Se tudo pudesse ser feito antes num rascunho, boa parte de nossos problemas seriam resolvidos. Por exemplo, poderia ter sido nascido antes num rascunho... Daria para ver, com a obra rascunhada, o que de bom seria, ou o que de ruim deveria ser refeito. Apagava um risco aqui outro ali e depois passava a limpo. Sairia bem melhor.

Chamo isso de um devaneio no silêncio da noite. Afinal, é assustador ver a ciência criando rascunhos de gente, aparando as arestas, pintando os olhos de verde, esticando a altura, reduzindo a largura. Uma promessa de perfeição.

De tão perfeito, já nasce morto.

A imperfeição é a vida humana em si. Cheia de contradições e confusões. A beleza humana eu diria, está na feiura da alma cansada de sustentar um mínimo que seja de singularidade.

Nas rua vemos as pessoas passadas a limpo. Uma sequência de mesmos... mesma moda, mesma cara mascarada da alegria passada a limpo. Uma felicidade desproporcional à sua tragédia.

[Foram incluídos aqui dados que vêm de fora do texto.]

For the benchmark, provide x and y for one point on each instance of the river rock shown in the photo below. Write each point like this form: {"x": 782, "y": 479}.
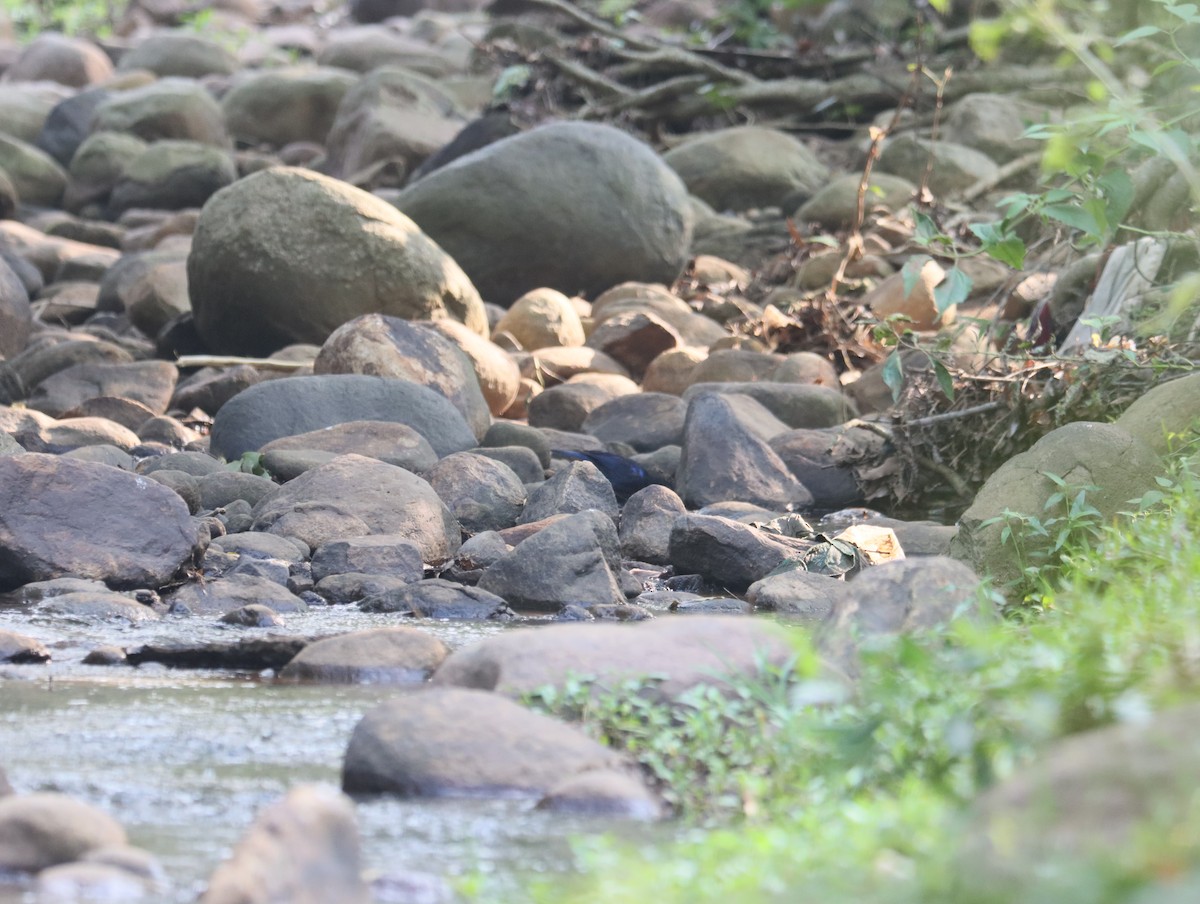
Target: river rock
{"x": 366, "y": 497}
{"x": 250, "y": 654}
{"x": 899, "y": 596}
{"x": 390, "y": 115}
{"x": 221, "y": 596}
{"x": 726, "y": 551}
{"x": 280, "y": 106}
{"x": 993, "y": 124}
{"x": 16, "y": 315}
{"x": 1084, "y": 454}
{"x": 291, "y": 406}
{"x": 481, "y": 494}
{"x": 604, "y": 792}
{"x": 18, "y": 648}
{"x": 378, "y": 656}
{"x": 646, "y": 524}
{"x": 645, "y": 421}
{"x": 1089, "y": 797}
{"x": 371, "y": 47}
{"x": 384, "y": 346}
{"x": 65, "y": 518}
{"x": 807, "y": 454}
{"x": 797, "y": 405}
{"x": 221, "y": 488}
{"x": 1163, "y": 417}
{"x": 568, "y": 405}
{"x": 575, "y": 560}
{"x": 172, "y": 175}
{"x": 955, "y": 167}
{"x": 582, "y": 205}
{"x": 93, "y": 608}
{"x": 168, "y": 108}
{"x": 726, "y": 455}
{"x": 579, "y": 486}
{"x": 437, "y": 598}
{"x": 66, "y": 60}
{"x": 379, "y": 555}
{"x": 499, "y": 378}
{"x": 288, "y": 256}
{"x": 24, "y": 107}
{"x": 804, "y": 596}
{"x": 150, "y": 383}
{"x": 90, "y": 881}
{"x": 69, "y": 124}
{"x": 256, "y": 615}
{"x": 835, "y": 205}
{"x": 43, "y": 830}
{"x": 179, "y": 53}
{"x": 35, "y": 175}
{"x": 303, "y": 849}
{"x": 747, "y": 167}
{"x": 700, "y": 650}
{"x": 541, "y": 318}
{"x": 448, "y": 741}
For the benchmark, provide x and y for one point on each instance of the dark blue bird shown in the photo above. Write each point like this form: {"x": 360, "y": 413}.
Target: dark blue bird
{"x": 625, "y": 476}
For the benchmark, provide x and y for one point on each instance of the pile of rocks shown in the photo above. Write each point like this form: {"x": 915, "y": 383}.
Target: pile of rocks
{"x": 402, "y": 367}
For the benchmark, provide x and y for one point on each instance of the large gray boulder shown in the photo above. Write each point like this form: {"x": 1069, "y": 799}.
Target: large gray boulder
{"x": 747, "y": 167}
{"x": 727, "y": 456}
{"x": 354, "y": 496}
{"x": 43, "y": 830}
{"x": 1089, "y": 797}
{"x": 576, "y": 207}
{"x": 303, "y": 850}
{"x": 1167, "y": 415}
{"x": 299, "y": 405}
{"x": 63, "y": 518}
{"x": 16, "y": 315}
{"x": 391, "y": 115}
{"x": 1104, "y": 456}
{"x": 287, "y": 256}
{"x": 167, "y": 108}
{"x": 575, "y": 560}
{"x": 390, "y": 347}
{"x": 448, "y": 741}
{"x": 277, "y": 107}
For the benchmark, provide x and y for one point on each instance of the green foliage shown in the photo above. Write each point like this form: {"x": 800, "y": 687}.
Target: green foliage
{"x": 863, "y": 795}
{"x": 1045, "y": 545}
{"x": 90, "y": 18}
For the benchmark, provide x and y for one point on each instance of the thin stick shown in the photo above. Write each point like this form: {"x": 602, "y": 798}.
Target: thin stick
{"x": 216, "y": 360}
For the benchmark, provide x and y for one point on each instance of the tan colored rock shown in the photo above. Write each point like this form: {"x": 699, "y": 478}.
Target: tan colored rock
{"x": 559, "y": 364}
{"x": 671, "y": 371}
{"x": 543, "y": 318}
{"x": 888, "y": 298}
{"x": 634, "y": 339}
{"x": 499, "y": 378}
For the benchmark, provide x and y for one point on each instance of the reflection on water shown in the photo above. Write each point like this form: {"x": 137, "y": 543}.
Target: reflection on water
{"x": 184, "y": 760}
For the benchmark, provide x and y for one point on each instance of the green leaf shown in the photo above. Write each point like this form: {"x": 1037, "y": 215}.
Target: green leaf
{"x": 1073, "y": 216}
{"x": 987, "y": 36}
{"x": 952, "y": 291}
{"x": 911, "y": 271}
{"x": 945, "y": 379}
{"x": 893, "y": 375}
{"x": 1137, "y": 35}
{"x": 510, "y": 81}
{"x": 1001, "y": 244}
{"x": 1117, "y": 189}
{"x": 927, "y": 229}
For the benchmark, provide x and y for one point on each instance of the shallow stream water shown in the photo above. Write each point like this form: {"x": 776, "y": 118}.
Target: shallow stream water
{"x": 186, "y": 759}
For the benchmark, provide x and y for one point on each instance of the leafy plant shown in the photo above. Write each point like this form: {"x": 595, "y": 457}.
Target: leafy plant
{"x": 1044, "y": 544}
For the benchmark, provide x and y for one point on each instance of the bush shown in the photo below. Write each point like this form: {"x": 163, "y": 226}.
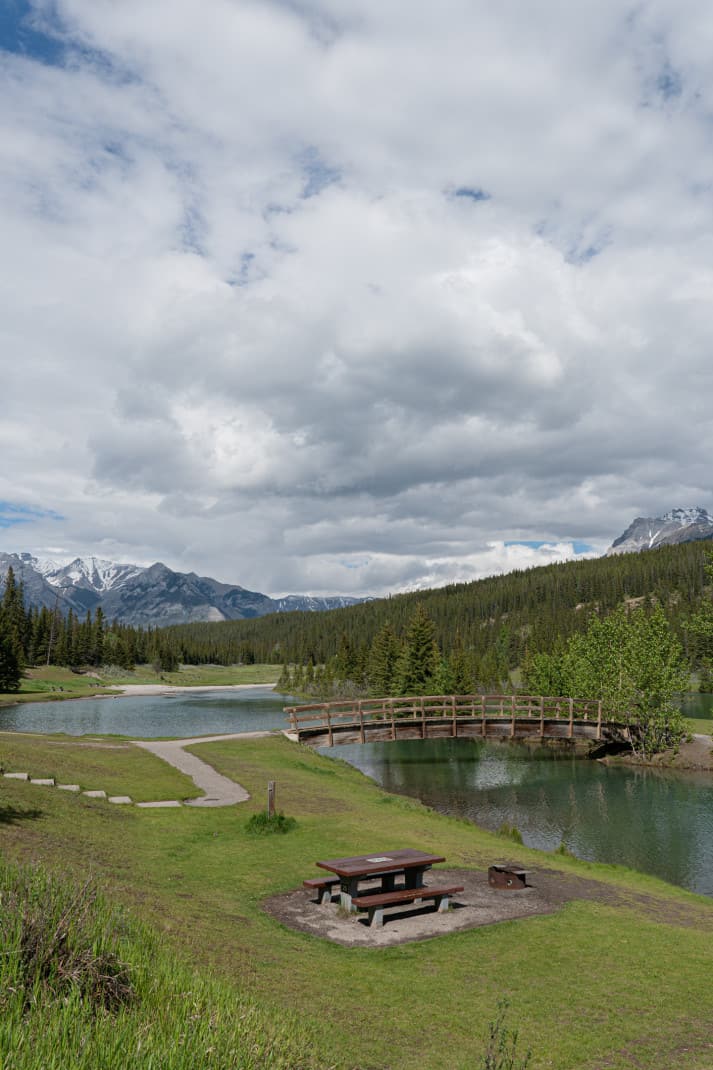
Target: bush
{"x": 260, "y": 824}
{"x": 511, "y": 832}
{"x": 57, "y": 943}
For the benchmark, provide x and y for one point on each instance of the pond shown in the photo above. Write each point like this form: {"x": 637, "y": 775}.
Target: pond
{"x": 661, "y": 823}
{"x": 188, "y": 714}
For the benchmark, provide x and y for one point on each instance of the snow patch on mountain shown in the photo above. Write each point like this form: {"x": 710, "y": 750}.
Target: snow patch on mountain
{"x": 689, "y": 524}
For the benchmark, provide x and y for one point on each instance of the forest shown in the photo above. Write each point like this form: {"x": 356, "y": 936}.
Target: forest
{"x": 478, "y": 632}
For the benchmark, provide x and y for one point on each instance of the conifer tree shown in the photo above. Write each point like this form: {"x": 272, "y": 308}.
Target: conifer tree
{"x": 383, "y": 656}
{"x": 420, "y": 657}
{"x": 11, "y": 672}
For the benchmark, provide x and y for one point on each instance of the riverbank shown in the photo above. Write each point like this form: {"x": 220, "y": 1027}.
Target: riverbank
{"x": 206, "y": 883}
{"x": 693, "y": 755}
{"x": 55, "y": 684}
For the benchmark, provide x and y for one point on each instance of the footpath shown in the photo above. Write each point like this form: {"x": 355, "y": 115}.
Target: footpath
{"x": 217, "y": 790}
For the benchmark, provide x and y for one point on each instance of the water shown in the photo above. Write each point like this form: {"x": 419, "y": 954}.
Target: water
{"x": 661, "y": 823}
{"x": 657, "y": 822}
{"x": 183, "y": 715}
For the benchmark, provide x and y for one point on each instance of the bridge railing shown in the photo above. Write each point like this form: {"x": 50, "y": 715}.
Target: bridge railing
{"x": 347, "y": 713}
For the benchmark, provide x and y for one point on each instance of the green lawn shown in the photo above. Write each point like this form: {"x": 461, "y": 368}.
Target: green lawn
{"x": 103, "y": 762}
{"x": 54, "y": 684}
{"x": 591, "y": 987}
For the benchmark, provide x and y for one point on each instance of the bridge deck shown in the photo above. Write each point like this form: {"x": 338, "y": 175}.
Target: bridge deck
{"x": 437, "y": 717}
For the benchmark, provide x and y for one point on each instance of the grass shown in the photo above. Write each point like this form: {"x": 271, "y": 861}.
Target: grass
{"x": 84, "y": 986}
{"x": 701, "y": 724}
{"x": 592, "y": 986}
{"x": 55, "y": 684}
{"x": 195, "y": 675}
{"x": 112, "y": 764}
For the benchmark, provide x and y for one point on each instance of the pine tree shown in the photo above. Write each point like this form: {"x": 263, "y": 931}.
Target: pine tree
{"x": 419, "y": 660}
{"x": 11, "y": 672}
{"x": 382, "y": 658}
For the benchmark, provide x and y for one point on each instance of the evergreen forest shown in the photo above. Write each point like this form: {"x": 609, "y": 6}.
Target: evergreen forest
{"x": 455, "y": 639}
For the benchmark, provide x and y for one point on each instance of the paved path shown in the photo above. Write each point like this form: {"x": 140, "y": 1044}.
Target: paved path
{"x": 220, "y": 790}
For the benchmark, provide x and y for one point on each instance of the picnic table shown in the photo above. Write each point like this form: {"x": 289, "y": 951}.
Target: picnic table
{"x": 385, "y": 866}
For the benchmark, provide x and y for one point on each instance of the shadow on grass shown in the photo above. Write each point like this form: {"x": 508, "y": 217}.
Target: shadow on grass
{"x": 15, "y": 814}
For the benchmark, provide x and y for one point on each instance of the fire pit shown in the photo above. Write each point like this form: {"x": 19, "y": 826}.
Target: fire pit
{"x": 507, "y": 876}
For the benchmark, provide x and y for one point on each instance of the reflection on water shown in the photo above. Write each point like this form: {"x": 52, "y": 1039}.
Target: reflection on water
{"x": 191, "y": 714}
{"x": 657, "y": 822}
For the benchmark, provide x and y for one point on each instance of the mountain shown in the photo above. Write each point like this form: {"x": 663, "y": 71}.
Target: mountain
{"x": 679, "y": 525}
{"x": 155, "y": 596}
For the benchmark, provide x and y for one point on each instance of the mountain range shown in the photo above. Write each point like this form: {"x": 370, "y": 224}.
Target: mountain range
{"x": 678, "y": 525}
{"x": 154, "y": 596}
{"x": 158, "y": 596}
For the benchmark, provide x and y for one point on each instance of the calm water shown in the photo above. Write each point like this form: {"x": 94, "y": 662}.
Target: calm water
{"x": 657, "y": 822}
{"x": 195, "y": 713}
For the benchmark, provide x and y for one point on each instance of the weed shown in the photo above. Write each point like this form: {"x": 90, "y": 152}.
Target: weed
{"x": 511, "y": 832}
{"x": 260, "y": 824}
{"x": 501, "y": 1051}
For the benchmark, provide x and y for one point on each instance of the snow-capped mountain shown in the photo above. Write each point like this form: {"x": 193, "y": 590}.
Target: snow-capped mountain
{"x": 678, "y": 525}
{"x": 152, "y": 596}
{"x": 93, "y": 574}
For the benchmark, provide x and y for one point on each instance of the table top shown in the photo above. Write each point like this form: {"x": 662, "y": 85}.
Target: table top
{"x": 381, "y": 861}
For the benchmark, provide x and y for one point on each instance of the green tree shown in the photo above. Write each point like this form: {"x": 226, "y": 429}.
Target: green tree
{"x": 633, "y": 662}
{"x": 382, "y": 658}
{"x": 11, "y": 672}
{"x": 419, "y": 661}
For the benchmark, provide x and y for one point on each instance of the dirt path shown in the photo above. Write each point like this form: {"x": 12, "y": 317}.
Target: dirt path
{"x": 218, "y": 790}
{"x": 148, "y": 689}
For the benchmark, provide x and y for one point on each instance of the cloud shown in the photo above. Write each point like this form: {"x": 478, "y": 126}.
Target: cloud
{"x": 294, "y": 287}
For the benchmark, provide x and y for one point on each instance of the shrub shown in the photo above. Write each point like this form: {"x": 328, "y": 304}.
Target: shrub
{"x": 260, "y": 824}
{"x": 511, "y": 832}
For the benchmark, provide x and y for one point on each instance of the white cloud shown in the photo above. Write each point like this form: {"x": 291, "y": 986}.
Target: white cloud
{"x": 248, "y": 327}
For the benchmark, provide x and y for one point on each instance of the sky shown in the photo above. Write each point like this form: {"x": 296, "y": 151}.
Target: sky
{"x": 349, "y": 297}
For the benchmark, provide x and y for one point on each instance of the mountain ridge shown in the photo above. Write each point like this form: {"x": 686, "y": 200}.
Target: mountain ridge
{"x": 678, "y": 525}
{"x": 151, "y": 595}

O belo está escondido, triste e humano.

Mas, você que está lendo este rascunho, não pense que este humano que nasceu rascunho faz uma exaltação à tristeza. Bem, dizendo assim talvez até faça, mas o que está em jogo aqui é dar espaço à beleza do triste... A ilusão de receitas prontas para uma vida feliz é infinitamente mais triste que viver, com todas as lágrimas, dolorosos momentos de tristeza. A beleza do triste não é estática, mas tem movimento, passa. Cair é ter a chance então de sentir os joelhos ardendo, o gosto da terra e sangue. Mas, é também a imensa e momentânea alegria em curar as feridas e erguer-se da terra viva.